Numerous studies have shown that bone repair is promoted via manipulation of Notch signaling activity. Previous studies have shown that Notch signaling regulates both endochondral and intramembranous bone healing in experimental models of fracture healing.⁴⁶ Recently, a genetic model study reported the requirement for Notch and bone-marrow–derived MSCs in fracture repair. Wang et al⁴⁷ performed nonstabilized and stabilized fracture models in Notch-deficient mice with targeted deletion of RBPjκ in skeletal progenitors. They found reduced Notch signaling in bone-marrow–derived MSCs, and the subsequent depletion of this population leads to fracture nonunion. Our previous study found that Notch activation by Jagged1 in human bone-marrow–derived MSCs decreases cellular senescence and cell-cycle arrest, therefore allograft transplantation with Notch activation of a human bone-marrow–derived MSC sheet significantly enhances callus formation and biomechanical properties.⁴⁸ In contrast, a single administration of γ-secretase inhibitors coupled with the effects on MSC accelerates bone repair in a mouse tibial fracture model. This can be explained by the increase of osteoclastogenesis and enhancement of bone remodeling via inhibited Notch signaling.⁴⁹ Interestingly, when a transgenic mouse model [MX dynamin like GTPase 1 (Mx1)-Cre; dn Mastermind-like f/−] is performed to impair RBPjκ-mediated canonical Notch signaling, increased bone volume fraction and trabecular thickness are observed.⁵⁰ These findings suggest that Notch signaling plays a critical and complex role in bone tissue repair.

Notch Signaling and Angiogenesis

Angiogenesis is critical for skeletal tissue regeneration, and impaired angiogenesis will lead to poor skeletal tissue regeneration. In addition to osteoblasts, osteoclasts, and chondrocytes, endothelial cells also greatly influence skeletal tissue regeneration. Skeletal tissue regeneration in the absence of endothelial cells will affect bone morphology, length, and mass. Endothelial progenitor cells are a specialized subset of immature cells circulating in adult bone marrow and peripheral circulation with the ability to differentiate into mature endothelial cells. A cell lineage tracing study showed that immature endothelial precursors in the coupled vascular invasion are essential to endochondral bone repair.⁵¹

Notch signaling also plays an important and complex role in angiogenesis. It has been reported that Notch signaling directly or indirectly regulates angiogenesis through receptors for vascular endothelial growth factor.52, 53 In a murine retinal model, it was suggested that Delta-like 4 acts downstream of vascular endothelial growth factor as a negative regulator on vascular endothelial growth factor–mediated angiogenesis.⁵⁴ Another in vitro study showed Notch ligand Jagged1 is a potent proangiogenic regulator that antagonizes Delta-like 4–mediated Notch signaling in angiogenesis.⁵⁵ Recent studies by Ramasamy et al⁵⁶ found genetic disruption of Notch signaling in mice damages bone vessel morphology and growth, and reduces osteogenesis, resulting in shorter long bones and loss of trabecular bone.

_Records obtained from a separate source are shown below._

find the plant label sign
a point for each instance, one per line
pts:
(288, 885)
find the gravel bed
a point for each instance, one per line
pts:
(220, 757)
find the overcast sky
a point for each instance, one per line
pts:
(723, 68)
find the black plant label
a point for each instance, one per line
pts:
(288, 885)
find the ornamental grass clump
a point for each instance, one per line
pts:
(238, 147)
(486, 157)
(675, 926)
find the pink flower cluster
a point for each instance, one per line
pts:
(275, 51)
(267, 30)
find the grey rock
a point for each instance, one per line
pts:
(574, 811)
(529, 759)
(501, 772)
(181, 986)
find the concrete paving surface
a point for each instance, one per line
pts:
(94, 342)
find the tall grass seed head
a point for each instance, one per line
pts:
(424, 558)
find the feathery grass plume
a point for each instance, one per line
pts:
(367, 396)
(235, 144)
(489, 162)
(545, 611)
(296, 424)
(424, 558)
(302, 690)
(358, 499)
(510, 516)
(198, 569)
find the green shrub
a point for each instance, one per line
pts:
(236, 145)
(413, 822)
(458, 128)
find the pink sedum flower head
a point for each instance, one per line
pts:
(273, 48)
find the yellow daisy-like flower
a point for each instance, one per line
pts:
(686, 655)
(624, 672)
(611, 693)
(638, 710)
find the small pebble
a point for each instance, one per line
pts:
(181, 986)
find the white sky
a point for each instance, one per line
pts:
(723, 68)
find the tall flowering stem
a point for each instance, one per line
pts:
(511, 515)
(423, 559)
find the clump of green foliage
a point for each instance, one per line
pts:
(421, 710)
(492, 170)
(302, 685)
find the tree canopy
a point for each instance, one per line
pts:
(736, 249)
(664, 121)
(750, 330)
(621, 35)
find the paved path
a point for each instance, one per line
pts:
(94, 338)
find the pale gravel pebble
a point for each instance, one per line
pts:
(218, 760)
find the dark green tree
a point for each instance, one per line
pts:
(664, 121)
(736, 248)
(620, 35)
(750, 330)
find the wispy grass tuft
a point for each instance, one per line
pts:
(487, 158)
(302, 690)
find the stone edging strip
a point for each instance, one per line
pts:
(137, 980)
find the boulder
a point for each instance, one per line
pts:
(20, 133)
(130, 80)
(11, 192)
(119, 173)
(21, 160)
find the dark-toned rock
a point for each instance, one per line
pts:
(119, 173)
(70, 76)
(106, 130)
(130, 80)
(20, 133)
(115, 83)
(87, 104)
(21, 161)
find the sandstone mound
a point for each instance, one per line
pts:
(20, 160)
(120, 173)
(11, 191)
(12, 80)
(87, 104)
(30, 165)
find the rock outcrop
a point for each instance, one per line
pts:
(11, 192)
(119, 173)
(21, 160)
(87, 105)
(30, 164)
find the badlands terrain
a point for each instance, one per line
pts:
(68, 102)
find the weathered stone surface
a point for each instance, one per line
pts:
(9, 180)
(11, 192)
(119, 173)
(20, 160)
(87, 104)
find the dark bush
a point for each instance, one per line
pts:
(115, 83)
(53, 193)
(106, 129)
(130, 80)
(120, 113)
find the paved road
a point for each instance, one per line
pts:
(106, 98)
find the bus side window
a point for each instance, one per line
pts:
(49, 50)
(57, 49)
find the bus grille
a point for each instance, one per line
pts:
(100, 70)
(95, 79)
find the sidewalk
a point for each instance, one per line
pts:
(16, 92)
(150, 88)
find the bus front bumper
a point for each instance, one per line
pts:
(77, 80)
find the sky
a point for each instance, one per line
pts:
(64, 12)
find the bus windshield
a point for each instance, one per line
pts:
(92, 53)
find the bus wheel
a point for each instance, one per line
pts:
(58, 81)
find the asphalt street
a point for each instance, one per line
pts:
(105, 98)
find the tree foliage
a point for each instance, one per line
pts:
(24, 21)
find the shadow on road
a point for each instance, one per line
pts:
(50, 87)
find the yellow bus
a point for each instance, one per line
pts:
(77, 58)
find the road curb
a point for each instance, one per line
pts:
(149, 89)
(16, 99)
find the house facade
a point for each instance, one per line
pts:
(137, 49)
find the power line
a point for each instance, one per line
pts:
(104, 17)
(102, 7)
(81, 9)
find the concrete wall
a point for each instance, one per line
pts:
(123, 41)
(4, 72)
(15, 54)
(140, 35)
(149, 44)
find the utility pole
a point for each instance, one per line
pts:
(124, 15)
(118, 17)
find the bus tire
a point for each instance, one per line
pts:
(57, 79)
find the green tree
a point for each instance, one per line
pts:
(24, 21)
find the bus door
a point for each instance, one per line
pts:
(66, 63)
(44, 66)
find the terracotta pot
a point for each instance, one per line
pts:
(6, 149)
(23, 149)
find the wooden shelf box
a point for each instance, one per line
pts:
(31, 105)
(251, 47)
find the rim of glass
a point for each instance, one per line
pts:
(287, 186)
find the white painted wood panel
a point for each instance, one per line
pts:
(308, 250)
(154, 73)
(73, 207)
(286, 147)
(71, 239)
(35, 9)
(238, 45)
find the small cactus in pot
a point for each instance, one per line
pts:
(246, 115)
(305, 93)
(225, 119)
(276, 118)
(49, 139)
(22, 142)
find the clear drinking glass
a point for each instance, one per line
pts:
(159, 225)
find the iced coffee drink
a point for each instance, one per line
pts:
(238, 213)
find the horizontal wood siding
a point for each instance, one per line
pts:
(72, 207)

In addition, Liao et al⁵⁷ showed that bone morphogenetic protein 9 up-regulates the expression of NICD1 and angiogenic regulator vascular endothelial growth factor-α in mouse adipose-derived progenitor cells when used for ectopic bone formation, which was blocked effectively by dominant-negative Notch1 (Figure 2).

Figure 2.

Notch effect on angiogenesis. Delta-like (Dll) 4 negatively regulates vascular endothelial growth factor (VEGF)-mediated angiogenesis, while Jagged1 is a proangiogenic regulator that antagonizes Dll4-mediated Notch signaling in angiogenesis. Notch intracellular domain (NICD1) enhances bone morphogenetic protein (BMP)-induced angiogenesis.

Conclusions

Notch signaling plays an important and complex role in skeletal tissue development and regeneration. The regulations of Notch signaling in osteogenesis, osteoclastogenesis, and angiogenesis processes are cell-context–dependent via direct or indirect mechanisms. Because Notch signaling is the key factor for the coupling of osteogenesis and angiogenesis in skeletal repair, targeting Notch signaling may be an efficient way to develop novel therapeutic options for bone tissue regeneration.